We check for multicollinearity among the features through the heat map which plots the correlation coefficient of each pair of features via color density.

In [None]:
# Heat map of the feature variables

features = data.drop(['Class'], axis = 1)

fig, ax = plt.subplots(figsize=(16, 12))
sns.heatmap(features.corr(), center = 0, cmap = 'Blues')
ax.set_title('Heat map of the feature variables')

#### Observations:

- As expected, the PCA-engineered features are uncorrelated.
- There exists non-zero correlations between time and some PCA-engineered features as well as between amount and some PCA-engineered features.

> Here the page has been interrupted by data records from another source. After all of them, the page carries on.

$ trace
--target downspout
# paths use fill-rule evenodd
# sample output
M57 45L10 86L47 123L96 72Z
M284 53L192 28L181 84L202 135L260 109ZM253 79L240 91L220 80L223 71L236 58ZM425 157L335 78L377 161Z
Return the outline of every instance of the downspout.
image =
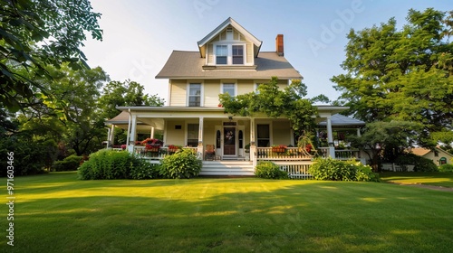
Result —
M128 109L129 112L129 121L128 121L128 137L126 139L126 146L129 146L129 140L130 137L130 120L132 120L132 114L130 113L130 108Z

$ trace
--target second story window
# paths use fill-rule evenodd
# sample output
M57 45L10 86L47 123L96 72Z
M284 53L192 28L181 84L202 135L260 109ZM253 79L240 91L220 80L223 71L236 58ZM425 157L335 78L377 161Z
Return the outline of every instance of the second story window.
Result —
M224 83L223 85L223 93L228 93L229 96L235 97L235 84L234 83Z
M191 83L188 87L188 106L201 106L201 84Z
M233 64L244 64L244 46L233 45Z
M217 64L226 64L228 57L228 48L226 45L217 45L216 47Z

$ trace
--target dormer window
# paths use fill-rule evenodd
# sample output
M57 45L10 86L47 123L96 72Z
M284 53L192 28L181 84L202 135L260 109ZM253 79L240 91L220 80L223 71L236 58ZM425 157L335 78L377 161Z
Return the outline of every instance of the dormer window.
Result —
M244 64L244 46L233 45L233 64Z
M216 45L217 65L244 65L244 44Z
M228 57L228 47L226 45L217 45L216 47L217 64L226 64Z

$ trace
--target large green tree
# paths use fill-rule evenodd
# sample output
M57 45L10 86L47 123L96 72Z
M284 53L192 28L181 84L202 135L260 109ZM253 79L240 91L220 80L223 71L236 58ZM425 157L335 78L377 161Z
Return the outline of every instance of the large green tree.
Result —
M100 67L73 70L63 64L59 70L47 70L53 79L43 86L60 101L61 108L42 105L24 108L21 131L63 142L78 155L95 151L105 138L98 100L109 77Z
M256 92L236 97L228 93L220 94L220 103L226 113L240 116L265 114L267 117L285 117L296 136L310 135L313 130L317 108L312 105L315 100L325 101L325 96L313 99L304 98L306 86L300 80L293 80L284 89L278 87L278 79L273 77L269 82L258 85Z
M367 121L417 122L419 145L430 146L452 135L453 12L410 9L398 29L394 18L351 30L345 74L334 76L341 104ZM451 137L450 137L451 139Z
M0 3L0 103L10 110L51 96L37 79L52 80L47 66L87 68L81 51L86 33L101 40L101 14L89 0L4 0ZM39 99L38 99L39 101ZM51 101L51 100L48 100ZM57 100L52 100L58 104Z
M116 107L161 107L165 101L158 95L144 94L145 88L136 81L112 80L102 89L100 108L104 118L112 118L120 113Z

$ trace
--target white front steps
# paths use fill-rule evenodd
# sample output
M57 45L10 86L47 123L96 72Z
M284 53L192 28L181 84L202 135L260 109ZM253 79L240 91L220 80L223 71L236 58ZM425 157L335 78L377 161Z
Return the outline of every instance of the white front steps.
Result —
M200 175L255 175L249 161L203 161Z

If one considers only the authentic transactions, then the overall structure of the heat map remains the same, although moderate changes are visible.

In [None]:
# Heat map of the feature variables for fraudulent transactions

features_authentic = data_authentic.drop(['Class'], axis = 1)

fig, ax = plt.subplots(figsize=(16, 12))
sns.heatmap(features_authentic.corr(), center = 0, cmap = 'Blues')
ax.set_title('Heat map of the feature variables for authentic transactions')

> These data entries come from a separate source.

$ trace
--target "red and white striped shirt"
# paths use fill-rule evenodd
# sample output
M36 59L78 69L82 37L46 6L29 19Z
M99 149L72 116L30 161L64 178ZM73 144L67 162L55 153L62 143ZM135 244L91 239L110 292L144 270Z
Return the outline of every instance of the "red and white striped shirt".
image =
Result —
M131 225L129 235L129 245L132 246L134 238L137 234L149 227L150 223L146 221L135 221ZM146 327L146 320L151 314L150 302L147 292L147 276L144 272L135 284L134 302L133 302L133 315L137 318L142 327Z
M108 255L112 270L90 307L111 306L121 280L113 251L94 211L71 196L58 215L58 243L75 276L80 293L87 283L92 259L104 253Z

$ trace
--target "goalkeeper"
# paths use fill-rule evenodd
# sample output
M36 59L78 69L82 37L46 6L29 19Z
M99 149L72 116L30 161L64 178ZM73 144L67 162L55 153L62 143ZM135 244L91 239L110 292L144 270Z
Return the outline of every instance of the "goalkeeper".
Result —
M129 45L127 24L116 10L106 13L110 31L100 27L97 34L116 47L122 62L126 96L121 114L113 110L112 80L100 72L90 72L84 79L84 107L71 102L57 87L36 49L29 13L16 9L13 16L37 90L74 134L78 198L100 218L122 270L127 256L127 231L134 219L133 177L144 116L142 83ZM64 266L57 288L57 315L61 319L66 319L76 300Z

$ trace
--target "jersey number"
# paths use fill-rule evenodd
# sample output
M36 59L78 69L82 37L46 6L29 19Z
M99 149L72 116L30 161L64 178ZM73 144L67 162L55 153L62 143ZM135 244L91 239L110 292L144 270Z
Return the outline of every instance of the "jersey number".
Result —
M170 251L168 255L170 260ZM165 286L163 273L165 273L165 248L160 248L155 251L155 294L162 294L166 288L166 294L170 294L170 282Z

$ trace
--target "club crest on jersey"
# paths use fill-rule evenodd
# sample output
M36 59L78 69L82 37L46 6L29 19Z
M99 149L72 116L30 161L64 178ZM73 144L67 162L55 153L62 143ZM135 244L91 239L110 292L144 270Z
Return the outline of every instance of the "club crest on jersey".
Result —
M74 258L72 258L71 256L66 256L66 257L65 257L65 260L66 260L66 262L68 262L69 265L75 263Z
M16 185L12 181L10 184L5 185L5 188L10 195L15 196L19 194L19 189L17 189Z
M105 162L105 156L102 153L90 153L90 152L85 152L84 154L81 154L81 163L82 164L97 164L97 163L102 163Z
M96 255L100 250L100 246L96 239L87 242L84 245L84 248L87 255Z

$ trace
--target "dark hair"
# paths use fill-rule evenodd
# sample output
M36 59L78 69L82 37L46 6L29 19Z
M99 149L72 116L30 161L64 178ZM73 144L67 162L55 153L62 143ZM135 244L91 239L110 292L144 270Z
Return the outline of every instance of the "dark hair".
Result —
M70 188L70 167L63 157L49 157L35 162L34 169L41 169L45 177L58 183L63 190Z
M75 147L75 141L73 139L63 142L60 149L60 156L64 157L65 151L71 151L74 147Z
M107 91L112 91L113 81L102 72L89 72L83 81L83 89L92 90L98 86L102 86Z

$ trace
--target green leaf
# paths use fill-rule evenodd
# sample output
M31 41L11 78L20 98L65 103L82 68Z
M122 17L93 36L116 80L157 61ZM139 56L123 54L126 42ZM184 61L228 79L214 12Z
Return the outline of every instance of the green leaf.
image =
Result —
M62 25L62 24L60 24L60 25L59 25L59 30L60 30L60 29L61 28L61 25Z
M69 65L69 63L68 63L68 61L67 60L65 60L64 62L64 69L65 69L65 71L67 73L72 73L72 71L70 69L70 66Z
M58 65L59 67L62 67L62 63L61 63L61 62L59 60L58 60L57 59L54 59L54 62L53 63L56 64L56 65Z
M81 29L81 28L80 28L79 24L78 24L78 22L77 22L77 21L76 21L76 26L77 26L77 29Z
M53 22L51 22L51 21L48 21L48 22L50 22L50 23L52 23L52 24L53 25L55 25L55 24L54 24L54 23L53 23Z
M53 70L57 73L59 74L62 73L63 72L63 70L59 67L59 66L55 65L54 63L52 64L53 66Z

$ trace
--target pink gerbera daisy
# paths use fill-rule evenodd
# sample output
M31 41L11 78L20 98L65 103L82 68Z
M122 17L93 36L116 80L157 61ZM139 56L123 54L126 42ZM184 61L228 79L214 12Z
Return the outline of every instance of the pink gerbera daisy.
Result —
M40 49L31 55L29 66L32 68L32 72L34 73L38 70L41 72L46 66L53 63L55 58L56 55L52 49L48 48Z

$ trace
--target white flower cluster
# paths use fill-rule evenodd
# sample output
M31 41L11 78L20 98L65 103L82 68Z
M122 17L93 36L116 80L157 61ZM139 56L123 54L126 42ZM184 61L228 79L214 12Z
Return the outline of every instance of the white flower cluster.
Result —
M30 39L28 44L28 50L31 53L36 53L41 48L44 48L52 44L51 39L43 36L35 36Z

However, the fraudulent transactions show a significantly different correlation structure among the features.

In [None]:
# Heat map of the feature variables for fraudulent transactions

features_fraud = data_fraud.drop(['Class'], axis = 1)

fig, ax = plt.subplots(figsize=(16, 12))
sns.heatmap(features_fraud.corr(), center = 0, cmap = 'Blues')
ax.set_title('Heat map of the feature variables for fraudulent transactions')

Note that the analysis involving the transformed variables **V1-V28** do not reflect any relationship among the original variables from which those are engineered. We have included EDA for these variables for the sake of completeness.